In 2020 however, financial markets have been on a tear, with prices of everything from stocks, commodities to cryptocurrencies surging. This has made some companies eager to take advantage of the market euphoria and go public. Rule changes by stock exchanges over the years have also made it easier to list via SPACs.
Throw into the mix high-profile sponsors, and it’s all fueled the latest SPAC craze. (Full disclosure: SoFi announced in 2021 a merger with a SPAC.)
Below is a step-by-step guide to how the current SPAC resurgence came about.
Here’s how SPACs work:
1. The first step tends to involve sponsors, generally former industry experts or executives. They typically pay $25,000 in what’s known as the “promote” or “founder’s shares,” obtaining a 20% stake in the company in return.
2. The SPAC goes public on a stock exchange, listing shares at $10 each and promising to use the proceeds to find a private company to merge with.

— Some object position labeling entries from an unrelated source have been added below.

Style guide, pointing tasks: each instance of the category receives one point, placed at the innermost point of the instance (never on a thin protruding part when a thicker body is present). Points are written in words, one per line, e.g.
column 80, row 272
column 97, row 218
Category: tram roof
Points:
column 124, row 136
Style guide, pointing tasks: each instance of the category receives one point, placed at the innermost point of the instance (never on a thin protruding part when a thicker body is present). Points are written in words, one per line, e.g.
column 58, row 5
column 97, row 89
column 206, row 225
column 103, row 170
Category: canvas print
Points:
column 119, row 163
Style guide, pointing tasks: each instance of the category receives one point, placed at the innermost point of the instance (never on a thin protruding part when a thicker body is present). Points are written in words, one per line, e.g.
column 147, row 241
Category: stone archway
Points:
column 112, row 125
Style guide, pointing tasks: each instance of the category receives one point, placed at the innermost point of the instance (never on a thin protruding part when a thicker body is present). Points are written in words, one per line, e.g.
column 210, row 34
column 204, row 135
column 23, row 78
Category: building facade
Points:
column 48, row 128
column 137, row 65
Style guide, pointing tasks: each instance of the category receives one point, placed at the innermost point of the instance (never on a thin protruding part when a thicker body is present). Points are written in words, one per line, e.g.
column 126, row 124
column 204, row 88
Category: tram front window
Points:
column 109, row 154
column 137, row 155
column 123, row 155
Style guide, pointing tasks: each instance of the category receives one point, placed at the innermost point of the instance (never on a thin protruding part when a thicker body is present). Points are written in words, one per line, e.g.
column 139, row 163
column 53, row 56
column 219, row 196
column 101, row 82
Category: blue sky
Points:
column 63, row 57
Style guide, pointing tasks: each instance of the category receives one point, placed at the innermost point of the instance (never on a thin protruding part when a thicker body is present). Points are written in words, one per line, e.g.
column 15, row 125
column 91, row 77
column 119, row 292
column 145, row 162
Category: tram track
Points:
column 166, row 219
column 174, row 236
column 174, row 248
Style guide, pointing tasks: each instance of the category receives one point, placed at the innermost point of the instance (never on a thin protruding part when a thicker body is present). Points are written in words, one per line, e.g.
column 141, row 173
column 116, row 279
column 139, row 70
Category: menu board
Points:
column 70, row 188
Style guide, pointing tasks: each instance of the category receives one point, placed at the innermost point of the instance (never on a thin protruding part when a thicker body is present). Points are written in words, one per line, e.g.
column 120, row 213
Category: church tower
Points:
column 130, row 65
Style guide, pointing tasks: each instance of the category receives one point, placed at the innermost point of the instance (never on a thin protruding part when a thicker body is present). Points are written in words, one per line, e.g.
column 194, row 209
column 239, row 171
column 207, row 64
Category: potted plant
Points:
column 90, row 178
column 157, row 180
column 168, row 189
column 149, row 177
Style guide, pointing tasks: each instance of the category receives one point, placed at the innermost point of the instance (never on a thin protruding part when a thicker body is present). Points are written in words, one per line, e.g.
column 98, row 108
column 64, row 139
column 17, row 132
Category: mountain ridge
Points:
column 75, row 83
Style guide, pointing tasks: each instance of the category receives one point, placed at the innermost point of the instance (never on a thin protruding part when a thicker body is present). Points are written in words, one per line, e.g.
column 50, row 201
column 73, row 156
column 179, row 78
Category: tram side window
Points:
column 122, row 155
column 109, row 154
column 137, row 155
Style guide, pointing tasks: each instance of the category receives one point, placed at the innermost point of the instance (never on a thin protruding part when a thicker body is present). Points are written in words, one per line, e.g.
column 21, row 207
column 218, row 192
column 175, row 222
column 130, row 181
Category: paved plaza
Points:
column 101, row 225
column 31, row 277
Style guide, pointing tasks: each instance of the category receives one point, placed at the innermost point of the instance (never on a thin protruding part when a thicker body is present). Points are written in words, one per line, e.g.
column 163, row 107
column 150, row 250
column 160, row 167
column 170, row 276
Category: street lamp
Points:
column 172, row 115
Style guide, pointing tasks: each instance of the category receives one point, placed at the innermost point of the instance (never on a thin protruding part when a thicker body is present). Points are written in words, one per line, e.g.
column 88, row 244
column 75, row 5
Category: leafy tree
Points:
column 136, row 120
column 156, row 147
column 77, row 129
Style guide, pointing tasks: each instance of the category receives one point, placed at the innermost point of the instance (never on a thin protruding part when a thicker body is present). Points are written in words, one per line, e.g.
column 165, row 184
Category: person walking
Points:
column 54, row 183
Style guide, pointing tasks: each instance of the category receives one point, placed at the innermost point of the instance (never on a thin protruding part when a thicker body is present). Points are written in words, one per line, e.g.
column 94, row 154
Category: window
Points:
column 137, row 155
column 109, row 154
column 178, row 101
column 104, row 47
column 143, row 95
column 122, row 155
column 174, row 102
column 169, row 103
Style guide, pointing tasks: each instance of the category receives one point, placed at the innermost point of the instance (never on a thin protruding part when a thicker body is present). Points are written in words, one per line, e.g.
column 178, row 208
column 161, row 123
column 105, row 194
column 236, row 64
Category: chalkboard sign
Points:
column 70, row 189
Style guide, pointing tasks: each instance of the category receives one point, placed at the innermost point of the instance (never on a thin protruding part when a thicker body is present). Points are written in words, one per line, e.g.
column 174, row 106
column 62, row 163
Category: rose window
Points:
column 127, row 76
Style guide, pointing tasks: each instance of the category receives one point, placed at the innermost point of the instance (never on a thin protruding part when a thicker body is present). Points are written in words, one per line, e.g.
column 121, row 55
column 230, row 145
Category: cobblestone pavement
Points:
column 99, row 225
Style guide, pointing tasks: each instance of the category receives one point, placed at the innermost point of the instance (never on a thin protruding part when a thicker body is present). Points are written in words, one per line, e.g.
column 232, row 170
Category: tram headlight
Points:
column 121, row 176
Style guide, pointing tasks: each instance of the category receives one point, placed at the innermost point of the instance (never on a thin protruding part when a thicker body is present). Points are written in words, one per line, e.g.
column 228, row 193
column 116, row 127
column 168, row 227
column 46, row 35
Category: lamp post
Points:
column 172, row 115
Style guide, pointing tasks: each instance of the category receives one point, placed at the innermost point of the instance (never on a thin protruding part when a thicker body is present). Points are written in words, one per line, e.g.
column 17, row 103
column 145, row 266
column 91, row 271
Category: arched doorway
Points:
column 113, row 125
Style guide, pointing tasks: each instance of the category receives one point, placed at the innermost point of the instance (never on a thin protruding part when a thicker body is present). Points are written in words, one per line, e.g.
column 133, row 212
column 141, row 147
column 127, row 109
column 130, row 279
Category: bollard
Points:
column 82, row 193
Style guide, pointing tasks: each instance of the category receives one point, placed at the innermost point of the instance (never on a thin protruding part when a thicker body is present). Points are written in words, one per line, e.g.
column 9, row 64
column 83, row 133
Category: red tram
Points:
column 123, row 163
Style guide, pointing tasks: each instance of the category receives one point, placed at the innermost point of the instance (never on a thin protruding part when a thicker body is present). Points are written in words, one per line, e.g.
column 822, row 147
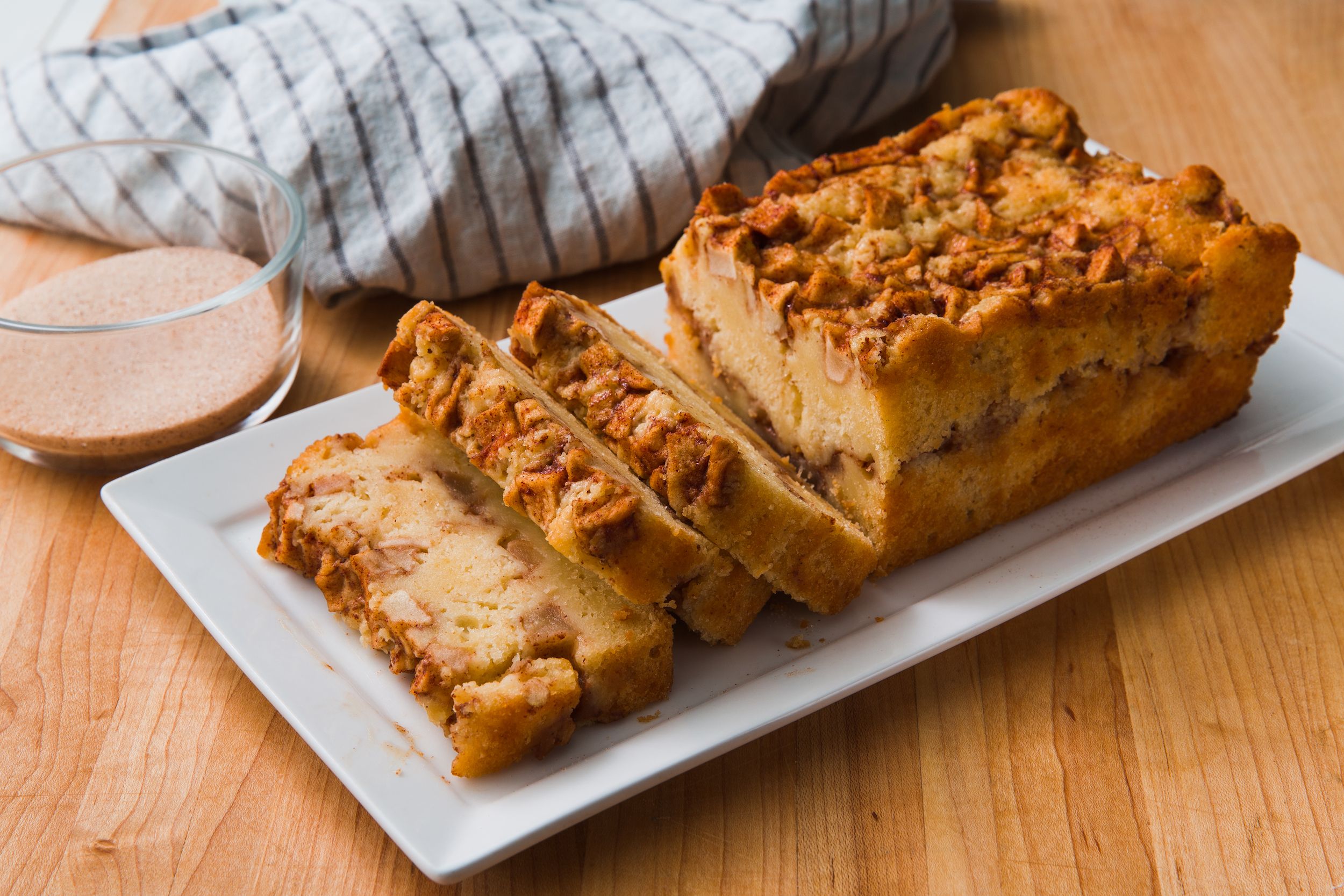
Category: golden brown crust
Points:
column 560, row 476
column 703, row 462
column 1014, row 464
column 528, row 711
column 441, row 369
column 874, row 304
column 416, row 550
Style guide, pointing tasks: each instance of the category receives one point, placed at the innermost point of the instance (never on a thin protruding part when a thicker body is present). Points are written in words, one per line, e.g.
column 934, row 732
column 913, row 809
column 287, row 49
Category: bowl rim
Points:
column 288, row 252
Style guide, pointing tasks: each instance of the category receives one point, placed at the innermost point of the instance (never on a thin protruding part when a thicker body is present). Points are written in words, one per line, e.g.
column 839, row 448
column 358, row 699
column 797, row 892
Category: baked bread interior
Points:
column 511, row 645
column 557, row 473
column 976, row 318
column 697, row 456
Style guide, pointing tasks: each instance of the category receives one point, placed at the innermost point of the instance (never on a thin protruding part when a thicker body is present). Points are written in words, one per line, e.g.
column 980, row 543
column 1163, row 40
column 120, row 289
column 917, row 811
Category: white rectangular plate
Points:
column 201, row 513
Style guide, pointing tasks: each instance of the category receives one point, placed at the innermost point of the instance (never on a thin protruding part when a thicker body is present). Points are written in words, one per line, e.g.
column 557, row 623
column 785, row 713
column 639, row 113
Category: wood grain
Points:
column 1171, row 727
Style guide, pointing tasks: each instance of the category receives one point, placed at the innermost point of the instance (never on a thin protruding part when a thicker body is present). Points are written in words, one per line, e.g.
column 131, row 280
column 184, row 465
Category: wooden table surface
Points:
column 1175, row 726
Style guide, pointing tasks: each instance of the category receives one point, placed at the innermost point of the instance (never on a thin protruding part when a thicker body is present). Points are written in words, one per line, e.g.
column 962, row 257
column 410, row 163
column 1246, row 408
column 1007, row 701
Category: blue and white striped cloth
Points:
column 447, row 147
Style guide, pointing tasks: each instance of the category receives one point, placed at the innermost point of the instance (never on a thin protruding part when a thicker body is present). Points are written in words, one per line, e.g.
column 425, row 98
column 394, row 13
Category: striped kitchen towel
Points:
column 447, row 147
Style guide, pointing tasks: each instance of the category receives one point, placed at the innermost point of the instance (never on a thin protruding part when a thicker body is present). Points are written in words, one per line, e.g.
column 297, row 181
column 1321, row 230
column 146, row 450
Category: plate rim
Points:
column 464, row 856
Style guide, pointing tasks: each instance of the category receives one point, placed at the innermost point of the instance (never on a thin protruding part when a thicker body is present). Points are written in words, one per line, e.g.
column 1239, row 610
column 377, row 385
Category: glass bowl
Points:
column 187, row 327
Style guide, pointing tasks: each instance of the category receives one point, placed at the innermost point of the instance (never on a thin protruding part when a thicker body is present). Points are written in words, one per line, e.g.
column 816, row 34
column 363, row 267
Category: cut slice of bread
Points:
column 691, row 450
column 557, row 473
column 511, row 645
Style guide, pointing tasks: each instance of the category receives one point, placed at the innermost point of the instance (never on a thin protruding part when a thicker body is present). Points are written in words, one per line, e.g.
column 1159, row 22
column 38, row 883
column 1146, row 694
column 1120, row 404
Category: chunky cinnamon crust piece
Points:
column 511, row 644
column 709, row 467
column 553, row 470
column 880, row 312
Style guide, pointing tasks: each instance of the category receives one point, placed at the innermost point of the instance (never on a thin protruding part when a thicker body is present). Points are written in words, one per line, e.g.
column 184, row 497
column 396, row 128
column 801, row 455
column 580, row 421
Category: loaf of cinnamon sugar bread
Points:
column 511, row 645
column 974, row 319
column 699, row 458
column 558, row 475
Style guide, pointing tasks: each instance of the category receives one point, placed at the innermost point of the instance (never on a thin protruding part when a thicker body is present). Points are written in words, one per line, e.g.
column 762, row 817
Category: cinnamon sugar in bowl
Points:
column 143, row 354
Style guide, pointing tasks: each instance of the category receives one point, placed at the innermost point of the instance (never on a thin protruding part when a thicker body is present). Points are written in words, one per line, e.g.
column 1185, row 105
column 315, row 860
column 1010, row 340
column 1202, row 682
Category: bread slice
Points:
column 558, row 475
column 916, row 323
column 705, row 462
column 511, row 644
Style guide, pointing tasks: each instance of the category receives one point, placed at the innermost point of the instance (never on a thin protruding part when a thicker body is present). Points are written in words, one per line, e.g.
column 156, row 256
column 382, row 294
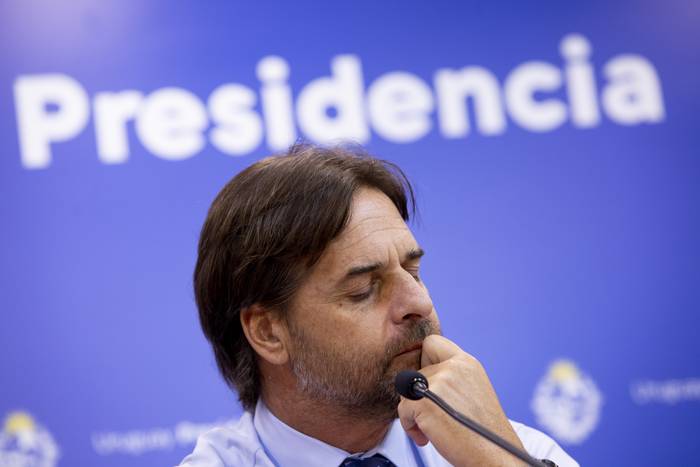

3. Once an acquisition is found, shareholders of the SPAC vote on the company merger.
4. SPACs can buy firms valued at five times the money raised in their IPO. Therefore, additional funding is often raised through institutional investors in something known as a “private investment in public equity” or PIPE.
For the private company getting bought, SPACs offer a cheaper, faster route to listing. Below are some potential benefits:
• In a regular IPO, investment bankers, who advise companies in going public, alone can eat up 4% to 7% of an IPO’s proceeds in fees.
• The IPO process typically takes 12 to 18 months. In contrast, a SPAC merger takes between four to six months.
• Regulators review SPAC mergers, but more forward-looking projections can be used to market the deal as opposed to IPO prospectuses, which require that only historical figures be shared. This can be particularly appealing to more futuristic ventures like those in electric vehicles or space travel.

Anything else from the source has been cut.